Verhoeven's studies were only taken seriously at the end of the 1970s, after he was visited by Paul Sondaar (1934-2003) from the University of Utrecht , a student of Gustav Heinrich Ralph von Koenigswald, in connection with his findings on Flores . In 1992 and 1994, field studies by Sondaar, Fachroel Aziz and others actually showed that stone tools and Stegodon bones recovered from Mata Menge are around 730,000 years old; but this dating was also initially doubted by experts. Only after an age determination of further finds by zirconium fissure trace dating was published in the scientific journal Nature , the interpretation of the finds by Flores, as published by Verhoeven 40 years earlier, was recognized. The subsequent, targeted search for further traces of this early colonization by Homo led to the discovery of Homo floresiensis in the Liang Bua cave in 2003 .

In addition to the excavations in the Soa Basin, Verhoeven had archaeologically examined numerous limestone caves, including Liang Bua, Liang Panas, Liang Michael, Liang Momer, Liang Toge, Batu Cermin, Liang Melima and Liang Tekip.


After Theodorus Verhoeven, a fossilized species of the Flores giant rats that has been endemic to the island of Flores was named, Papagomys theodorverhoeveni .


  • Robert G. Bednarik: The maritime dispersal of Pleistocene humans.
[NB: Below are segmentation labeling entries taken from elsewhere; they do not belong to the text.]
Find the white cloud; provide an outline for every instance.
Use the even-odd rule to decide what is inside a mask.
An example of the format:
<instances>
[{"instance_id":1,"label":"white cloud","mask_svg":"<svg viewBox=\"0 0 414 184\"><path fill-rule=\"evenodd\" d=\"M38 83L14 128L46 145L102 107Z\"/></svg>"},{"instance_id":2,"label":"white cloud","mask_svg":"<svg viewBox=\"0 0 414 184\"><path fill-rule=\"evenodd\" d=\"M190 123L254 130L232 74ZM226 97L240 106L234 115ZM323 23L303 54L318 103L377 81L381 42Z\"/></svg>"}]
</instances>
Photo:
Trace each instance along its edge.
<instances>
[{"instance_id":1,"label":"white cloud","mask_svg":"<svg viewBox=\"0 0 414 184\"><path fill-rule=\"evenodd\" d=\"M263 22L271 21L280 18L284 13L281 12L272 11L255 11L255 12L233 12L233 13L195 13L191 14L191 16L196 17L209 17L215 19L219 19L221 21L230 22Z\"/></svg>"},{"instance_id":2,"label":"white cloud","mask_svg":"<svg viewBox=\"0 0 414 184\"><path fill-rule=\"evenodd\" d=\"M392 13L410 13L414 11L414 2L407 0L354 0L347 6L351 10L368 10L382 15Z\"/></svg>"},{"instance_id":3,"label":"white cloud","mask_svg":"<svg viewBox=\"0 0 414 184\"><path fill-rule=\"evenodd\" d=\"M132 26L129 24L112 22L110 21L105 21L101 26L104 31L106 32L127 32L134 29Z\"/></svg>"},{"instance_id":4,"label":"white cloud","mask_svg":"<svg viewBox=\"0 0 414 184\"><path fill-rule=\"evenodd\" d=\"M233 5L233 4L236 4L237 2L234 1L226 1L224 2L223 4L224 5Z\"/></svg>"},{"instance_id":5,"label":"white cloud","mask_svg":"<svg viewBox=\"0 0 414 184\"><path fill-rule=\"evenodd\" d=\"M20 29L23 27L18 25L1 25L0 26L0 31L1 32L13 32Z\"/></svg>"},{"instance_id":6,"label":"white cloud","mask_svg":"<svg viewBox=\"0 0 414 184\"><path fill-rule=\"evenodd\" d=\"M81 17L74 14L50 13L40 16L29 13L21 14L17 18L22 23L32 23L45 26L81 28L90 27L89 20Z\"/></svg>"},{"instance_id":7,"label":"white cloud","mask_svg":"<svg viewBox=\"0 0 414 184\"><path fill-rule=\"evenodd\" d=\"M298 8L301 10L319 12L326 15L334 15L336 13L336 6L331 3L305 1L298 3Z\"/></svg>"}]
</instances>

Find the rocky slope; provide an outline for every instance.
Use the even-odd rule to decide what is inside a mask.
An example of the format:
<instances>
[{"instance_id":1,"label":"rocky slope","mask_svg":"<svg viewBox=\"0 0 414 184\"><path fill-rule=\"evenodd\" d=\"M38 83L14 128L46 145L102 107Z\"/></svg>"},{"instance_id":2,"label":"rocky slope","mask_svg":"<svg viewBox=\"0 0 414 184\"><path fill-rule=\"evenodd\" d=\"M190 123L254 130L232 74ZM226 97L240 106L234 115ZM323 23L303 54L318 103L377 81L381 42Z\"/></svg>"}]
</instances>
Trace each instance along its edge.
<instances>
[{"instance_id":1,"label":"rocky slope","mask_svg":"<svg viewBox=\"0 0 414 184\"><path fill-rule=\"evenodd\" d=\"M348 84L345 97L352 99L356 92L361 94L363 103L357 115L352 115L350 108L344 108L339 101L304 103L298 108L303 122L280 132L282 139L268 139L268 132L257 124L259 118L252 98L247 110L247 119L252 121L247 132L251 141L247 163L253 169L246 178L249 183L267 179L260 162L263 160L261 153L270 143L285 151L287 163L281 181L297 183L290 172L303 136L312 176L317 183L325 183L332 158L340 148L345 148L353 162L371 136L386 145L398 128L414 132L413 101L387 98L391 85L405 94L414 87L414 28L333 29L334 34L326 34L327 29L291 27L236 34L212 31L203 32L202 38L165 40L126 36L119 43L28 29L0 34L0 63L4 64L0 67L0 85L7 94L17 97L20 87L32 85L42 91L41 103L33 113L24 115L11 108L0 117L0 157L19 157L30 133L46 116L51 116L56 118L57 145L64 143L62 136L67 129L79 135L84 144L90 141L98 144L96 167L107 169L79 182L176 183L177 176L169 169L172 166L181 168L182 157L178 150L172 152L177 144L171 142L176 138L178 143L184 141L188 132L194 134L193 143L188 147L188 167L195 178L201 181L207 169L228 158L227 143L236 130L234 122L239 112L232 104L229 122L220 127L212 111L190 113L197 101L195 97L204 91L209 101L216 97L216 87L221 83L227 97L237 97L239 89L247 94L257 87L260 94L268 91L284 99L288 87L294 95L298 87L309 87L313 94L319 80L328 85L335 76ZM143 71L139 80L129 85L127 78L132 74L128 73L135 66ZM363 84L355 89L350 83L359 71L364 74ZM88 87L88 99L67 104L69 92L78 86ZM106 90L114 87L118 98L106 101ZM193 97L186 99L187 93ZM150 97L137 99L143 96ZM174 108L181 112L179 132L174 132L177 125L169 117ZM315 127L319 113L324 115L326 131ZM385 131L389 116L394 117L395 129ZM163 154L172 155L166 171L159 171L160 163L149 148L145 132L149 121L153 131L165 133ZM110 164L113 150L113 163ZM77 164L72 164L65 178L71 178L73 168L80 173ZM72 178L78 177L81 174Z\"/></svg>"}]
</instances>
In: Migration and Diffusion. Volume 3, No. 10, 2002, pp. 6–33, full text (PDF)
  • Knepper, Gert M. (2019): Floresmens - Het leven van Theo Verhoeven, missionaris en archeoloog . ISBN 978-9-46-3892476 (Boekscout, Soest, Netherlands) (= Verhoevens biography, in Dutch)

Web links

Individual evidence

  1. Bo Beolens, Michael Watkins, Michael Grayson: The eponym dictionary of mammals. The Johns Hopkins University Press, Baltimore 2009, ISBN 978-0-8018-9304-9 , p. 428
  2. a b Mike J. Morwood et al .: Preface: research at Liang Bua, Flores, Indonesia. In: Journal of Human Evolution 57, 2009, pp. 437-449, DOI: 10.1016 / j.jhevol.2009.07.003
  3. a b c Fachroel Aziz, Michael J. Morwood: Introduction: Pleistocene Geology, Palaeontology and Archeology of the Soa Basin, Central Flores, Indonesia. In: Fachroel Aziz, Michael J. Morwood, Gert D. van den Bergh (Eds.): Pleistocene Geology, Palaeontology and Archeology of the Soa Basin, Central Flores, Indonesia. Publication of the Center for Geological Survey, Ministry of Energy and Mineral Resources, Republic of Indonesia, Special Publication No. 36, 2009, pp. 1-17. ISSN  0852-873X
  4. ^ Theodor Verhoeven: Pleistocene finds in Flores. In: Anthropos 53, 1958, pp. 264-265
  5. ^ Theodor Verhoeven: Prehistoric research on Flores, Timor and Sumba. In: Anthropica, memorial to the 100th birthday of P. Wilhelm Schmidt. Studia Instituti Anthropos, Volume 21, St. Augustin 1968, pp. 393-404
  6. Johannes Maringer, Theodor Verhoeven: The stone artifacts from the Stegodon fossil layer from Mengeruda on Flores, Indonesia . In: Anthropos 65, 1970, pp. 229-247.
    Johannes Maringer, Theodor Verhoeven: Note on some stone artifacts in the National Archeological Institute of Indonesia at Djakarta, collected from the Stegodon-fossil bed at Boaleza in Flores. In: Anthropos 65, 1970, pp. 638-639
  7. ^ Paul Yves Sondaar et al .: Changement de faune au Pléistocène moyen et colonization de l'île de Flores (Indonésie) par Homo erectus. In: Comptes rendus de l'Académie des sciences. Series 2. Sciences de la terre et des planètes , Volume 319, No. 10, 1994, pp. 1255-1262, ISSN  1251-8050
  8. Mike J. Morwood et al .: Fission-track ages of stone tools and fossils on the east Indonesian island of Flores. In: Nature 392, 1998, pp. 173–176, DOI: 10.1038 / 32401
    Images of the stone tool finds from Mata Menge discovered in 1994 (from: Mike J. Morwood et al., 1998)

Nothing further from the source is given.